Abraham’s life demonstrates that faith and obedience can lead to blessings and the fulfillment of God’s promises. The story of Abraham begins in Genesis 12 when God called him to leave his home in Ur and travel to the land of Canaan, promising to bless him and make him a great nation. Abraham obeyed and set out, and indeed, God fulfilled his promise, making Abraham the patriarch of a great nation – the Israelites.
In addition to faith and obedience, Abraham’s story highlights the importance of trust in God’s plan. When God asked Abraham to sacrifice his son Isaac as a test of his faith, Abraham again obeyed and trusted that God had a plan. As he was about to sacrifice Isaac, God stopped him and provided a ram instead. This story teaches students that even in their darkest moments, they can trust God and rely on his plan for their lives.
Abraham’s story also shows the importance of hospitality and kindness. In Genesis 18, Abraham welcomed three strangers into his home and offered them food and drink. It turned out that these strangers were actually angels sent by God, and they informed Abraham that his wife Sarah would have a son despite her old age. This story teaches students the importance of treating others with kindness and generosity, as they never know who they may be helping.

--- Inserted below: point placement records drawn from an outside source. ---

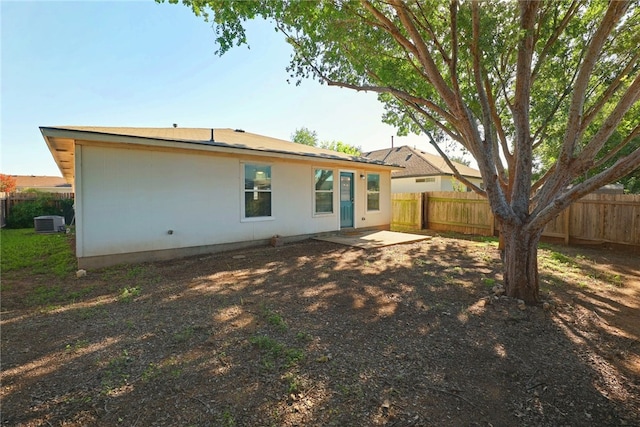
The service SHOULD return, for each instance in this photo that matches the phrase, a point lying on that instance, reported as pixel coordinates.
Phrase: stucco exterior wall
(441, 183)
(130, 200)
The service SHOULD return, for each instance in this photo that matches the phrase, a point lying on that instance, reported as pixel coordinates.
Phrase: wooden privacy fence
(596, 218)
(9, 200)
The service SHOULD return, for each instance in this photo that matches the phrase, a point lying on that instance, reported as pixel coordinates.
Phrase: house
(423, 171)
(158, 193)
(46, 184)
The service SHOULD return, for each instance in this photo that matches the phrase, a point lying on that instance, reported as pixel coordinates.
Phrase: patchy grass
(47, 254)
(319, 334)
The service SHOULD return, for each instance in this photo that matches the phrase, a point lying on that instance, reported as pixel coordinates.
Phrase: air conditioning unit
(49, 224)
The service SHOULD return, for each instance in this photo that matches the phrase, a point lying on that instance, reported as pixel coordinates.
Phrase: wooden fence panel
(406, 210)
(466, 213)
(613, 218)
(596, 218)
(13, 199)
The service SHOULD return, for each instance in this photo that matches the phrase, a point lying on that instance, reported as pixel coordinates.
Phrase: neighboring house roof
(32, 181)
(61, 140)
(418, 163)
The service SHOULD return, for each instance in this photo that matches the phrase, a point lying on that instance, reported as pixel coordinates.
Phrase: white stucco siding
(129, 199)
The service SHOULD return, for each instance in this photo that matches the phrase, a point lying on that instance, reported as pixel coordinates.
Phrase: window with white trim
(373, 192)
(257, 191)
(323, 180)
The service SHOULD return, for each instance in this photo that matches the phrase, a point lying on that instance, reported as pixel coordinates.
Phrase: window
(257, 191)
(323, 190)
(373, 192)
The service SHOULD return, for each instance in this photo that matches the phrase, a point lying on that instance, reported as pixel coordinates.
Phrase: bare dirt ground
(317, 334)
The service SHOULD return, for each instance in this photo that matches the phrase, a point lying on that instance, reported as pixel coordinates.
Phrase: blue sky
(125, 63)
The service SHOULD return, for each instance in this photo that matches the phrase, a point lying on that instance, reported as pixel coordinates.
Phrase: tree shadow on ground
(314, 334)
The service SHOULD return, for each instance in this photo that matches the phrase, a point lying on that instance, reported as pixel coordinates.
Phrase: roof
(418, 163)
(32, 181)
(61, 141)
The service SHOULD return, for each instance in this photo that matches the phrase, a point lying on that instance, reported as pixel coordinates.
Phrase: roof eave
(49, 133)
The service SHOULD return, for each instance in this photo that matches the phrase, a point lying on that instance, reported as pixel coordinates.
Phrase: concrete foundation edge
(101, 261)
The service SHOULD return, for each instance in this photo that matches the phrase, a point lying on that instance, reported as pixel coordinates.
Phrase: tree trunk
(520, 258)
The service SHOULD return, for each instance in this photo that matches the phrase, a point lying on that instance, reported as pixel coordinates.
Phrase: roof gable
(33, 181)
(419, 163)
(61, 141)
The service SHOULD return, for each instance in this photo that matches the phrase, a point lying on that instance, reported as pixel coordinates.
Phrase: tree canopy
(530, 86)
(309, 137)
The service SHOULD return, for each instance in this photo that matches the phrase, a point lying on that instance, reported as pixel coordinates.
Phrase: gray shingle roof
(418, 163)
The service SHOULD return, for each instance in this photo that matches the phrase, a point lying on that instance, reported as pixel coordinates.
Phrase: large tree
(505, 80)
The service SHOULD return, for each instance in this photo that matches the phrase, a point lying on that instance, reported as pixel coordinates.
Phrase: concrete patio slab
(373, 239)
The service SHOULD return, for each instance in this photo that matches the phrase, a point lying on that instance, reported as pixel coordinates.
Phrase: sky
(143, 64)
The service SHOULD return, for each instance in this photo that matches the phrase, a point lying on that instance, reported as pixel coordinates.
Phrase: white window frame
(243, 191)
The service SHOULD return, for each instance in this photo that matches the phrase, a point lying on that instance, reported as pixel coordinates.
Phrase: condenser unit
(49, 224)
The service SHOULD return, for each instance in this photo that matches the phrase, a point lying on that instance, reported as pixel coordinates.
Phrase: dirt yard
(317, 334)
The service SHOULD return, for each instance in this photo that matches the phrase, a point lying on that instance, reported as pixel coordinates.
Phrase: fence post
(425, 210)
(567, 223)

Teaching students about Abraham can be done in various ways. One approach is to read the Bible passages that tell Abraham’s story and encourage students to ask questions and share their thoughts. Discussion questions might include asking students to identify how Abraham’s faith and obedience impacted his life, how God’s plan unfolded, and what lessons they can learn from Abraham’s hospitality toward strangers.
Another approach is to use visual aids such as maps and timelines to help students understand the geography and chronology of Abraham’s story. Some students may also enjoy acting out different scenes from Abraham’s life, such as his departure from Ur or his willingness to sacrifice Isaac.